By Massachusetts law, Spy Pond is defined as a “Great Pond.” But to those who are well acquainted with the pond, it’s not as great as it used to be.

I became a Spy Pond watcher five years ago, when I moved to a house in Arlington that has a view of the pond — an especially good view if you happen to be perched on the apex of our roof. We’re a few houses up from the shoreline on a quiet dead-end street. Instead of hearing the hum of traffic on a still night we hear the honking of geese.

At the end of our street there are concrete steps that lead down to the pond. From there, a path goes along the pond’s edge and over to the Boys and Girls Club. Nearby is the Minuteman Trail, a former railroad line now used by bicyclists, roller-bladers, and pedestrians. It takes you to the Alewife train station. When the weather is good, that’s how I get to work.

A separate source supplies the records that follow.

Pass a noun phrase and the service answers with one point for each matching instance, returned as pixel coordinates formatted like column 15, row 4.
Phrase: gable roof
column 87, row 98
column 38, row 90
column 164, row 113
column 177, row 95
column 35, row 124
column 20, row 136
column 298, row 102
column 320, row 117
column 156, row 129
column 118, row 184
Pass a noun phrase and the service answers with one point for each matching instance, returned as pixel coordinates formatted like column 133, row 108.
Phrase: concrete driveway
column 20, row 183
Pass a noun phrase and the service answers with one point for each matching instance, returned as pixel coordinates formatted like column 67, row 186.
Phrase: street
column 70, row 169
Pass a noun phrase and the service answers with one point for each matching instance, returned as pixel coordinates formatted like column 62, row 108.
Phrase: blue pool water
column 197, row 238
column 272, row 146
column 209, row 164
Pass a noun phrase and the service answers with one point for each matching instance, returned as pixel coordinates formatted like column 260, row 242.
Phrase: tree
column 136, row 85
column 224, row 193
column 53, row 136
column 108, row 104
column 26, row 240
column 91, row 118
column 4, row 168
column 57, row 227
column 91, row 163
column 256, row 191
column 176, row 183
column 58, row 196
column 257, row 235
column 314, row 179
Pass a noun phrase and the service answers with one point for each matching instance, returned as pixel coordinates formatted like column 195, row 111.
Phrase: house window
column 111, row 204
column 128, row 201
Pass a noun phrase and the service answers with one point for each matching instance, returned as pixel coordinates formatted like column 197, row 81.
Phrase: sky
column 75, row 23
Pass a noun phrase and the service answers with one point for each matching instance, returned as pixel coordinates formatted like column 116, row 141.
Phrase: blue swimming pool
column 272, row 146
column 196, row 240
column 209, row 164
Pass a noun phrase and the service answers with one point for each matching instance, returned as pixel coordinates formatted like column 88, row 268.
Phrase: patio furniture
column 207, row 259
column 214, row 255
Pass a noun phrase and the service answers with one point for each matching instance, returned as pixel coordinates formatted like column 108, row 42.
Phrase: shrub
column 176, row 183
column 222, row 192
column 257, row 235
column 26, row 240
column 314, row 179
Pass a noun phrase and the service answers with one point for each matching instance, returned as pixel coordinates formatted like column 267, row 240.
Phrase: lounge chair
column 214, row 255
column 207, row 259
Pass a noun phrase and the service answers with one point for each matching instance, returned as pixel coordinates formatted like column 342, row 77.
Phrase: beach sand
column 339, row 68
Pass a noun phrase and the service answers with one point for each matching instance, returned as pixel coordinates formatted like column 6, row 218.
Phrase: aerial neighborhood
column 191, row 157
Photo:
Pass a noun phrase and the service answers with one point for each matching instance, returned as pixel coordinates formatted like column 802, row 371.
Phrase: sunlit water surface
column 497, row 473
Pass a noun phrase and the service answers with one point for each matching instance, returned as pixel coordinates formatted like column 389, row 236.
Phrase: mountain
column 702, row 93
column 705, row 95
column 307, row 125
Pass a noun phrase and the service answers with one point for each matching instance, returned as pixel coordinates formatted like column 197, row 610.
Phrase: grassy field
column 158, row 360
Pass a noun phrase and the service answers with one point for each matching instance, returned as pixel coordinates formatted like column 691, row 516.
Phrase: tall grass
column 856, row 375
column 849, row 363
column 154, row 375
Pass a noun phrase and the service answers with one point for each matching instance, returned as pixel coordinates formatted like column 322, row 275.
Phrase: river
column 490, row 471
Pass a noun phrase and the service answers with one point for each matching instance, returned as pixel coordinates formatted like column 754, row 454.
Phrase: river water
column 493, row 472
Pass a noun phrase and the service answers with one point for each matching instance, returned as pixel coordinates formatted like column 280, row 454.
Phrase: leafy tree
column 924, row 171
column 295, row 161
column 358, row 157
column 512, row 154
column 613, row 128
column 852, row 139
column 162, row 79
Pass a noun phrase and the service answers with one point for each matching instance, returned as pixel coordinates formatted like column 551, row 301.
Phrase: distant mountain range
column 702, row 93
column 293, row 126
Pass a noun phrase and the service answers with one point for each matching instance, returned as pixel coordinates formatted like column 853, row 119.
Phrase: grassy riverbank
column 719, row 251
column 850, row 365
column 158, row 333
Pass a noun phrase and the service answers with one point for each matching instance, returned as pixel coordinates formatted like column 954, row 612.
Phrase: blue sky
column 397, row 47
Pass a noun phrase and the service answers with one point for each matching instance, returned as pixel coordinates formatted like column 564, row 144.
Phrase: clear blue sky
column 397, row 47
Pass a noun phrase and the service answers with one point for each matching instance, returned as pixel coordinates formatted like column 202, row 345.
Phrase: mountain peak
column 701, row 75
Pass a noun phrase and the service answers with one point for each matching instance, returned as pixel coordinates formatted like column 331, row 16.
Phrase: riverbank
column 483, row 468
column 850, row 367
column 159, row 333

One day this spring, as I was walking along the pond path, I came to a low spot where an outfall pipe from under the street empties into the pond. In front of the pipe, I saw a sheen of bluish oil on the surface of the water. I stopped to stare. Why would oil be running into the pond? Is it the natural result of having streets and cars nearby? Or is it something worse? Did some Saturday mechanic in the neighborhood change the oil in his car and then dump the waste into the nearest sewer grate? The thought put me in a foul mood.

A great deal of pollution is unnoticed. You can’t usually see fine particulates in the air. You can’t see leachate (“garbage juice”) seeping from a landfill into the groundwater. If nasty chemicals are put into barrels and hidden underground, we like to think they are “disposed of.” There is a side of us that really does not want to know about it. All those activists running around with horror stories about toxic waste… They seem determined to ruin your day. I made no investigation of where the oil came from.

ell, this was no Exxon Valdez spill on Spy Pond. But seeing even minor pollution up close can be upsetting. All the more when you already suspect things are getting worse, not better. This is how most of us who live near Spy Pond feel about it. We get reports that trace amounts of arsenic are found in the pondwater. But who knows? Arsenic occurs in nature. And you can’t see it or smell it. All the little sunfish I see in the shallow water seem to be doing fine. There are turtles, muskrats, coots, mallards, swans, and geese keeping themselves busy.

The phosphate problem is believable, though. Each summer there are more aquatic weeds. They are taking over the pond, giving the surface a scummy look. They are a sign that the pond is dying — and the chief culprit seems to be the phosphate fertilizers people put on their lawns. The chemicals run off into the pond and fertilize the weeds. Regular leafletting warns homeowners about the problem. But people like their lush, green lawns.

Then there are the Canada geese. Talk about an immigration problem! These big black-collared birds have decided they like it so much here they have taken up permanent residence. They are proliferating like mad. There have been times when I have tried to chase them off Spy Pond Field, waving my hat and flapping my arms. It wasn’t dignified behavior. Nor was it effective.

Quite a debate has broken out in Arlington, as in other towns, about whether people should feed the geese. Those who object to the considerable amounts of goose waste in the pond and along the shore have posted signs saying, “Please don’t feed the geese.” Goose-lovers have ripped the signs down.

On a bulletin board near Spy Pond, someone answered the anti-geese activists with a page-long appeal to reason, entitled “Please feed the geese.” The point was that the water quality would not improve measurably if people refrained from feeding the birds. The problem, he or she argued, is not the geese — it’s the humans. Take away the streets and cars and lawns and playing fields from the immediate area and the problem would be solved. In the meantime, don’t take your frustration out on the geese, or on the geese-feeders.

Someone responded in the margin: “Once upon a time we swam in this pond without goose poop.” And, one might add, without the weeds and the oil and the arsenic.

The geese are only the most visible sign that things are out of balance. I’m annoyed with them, too. But it really isn’t their fault.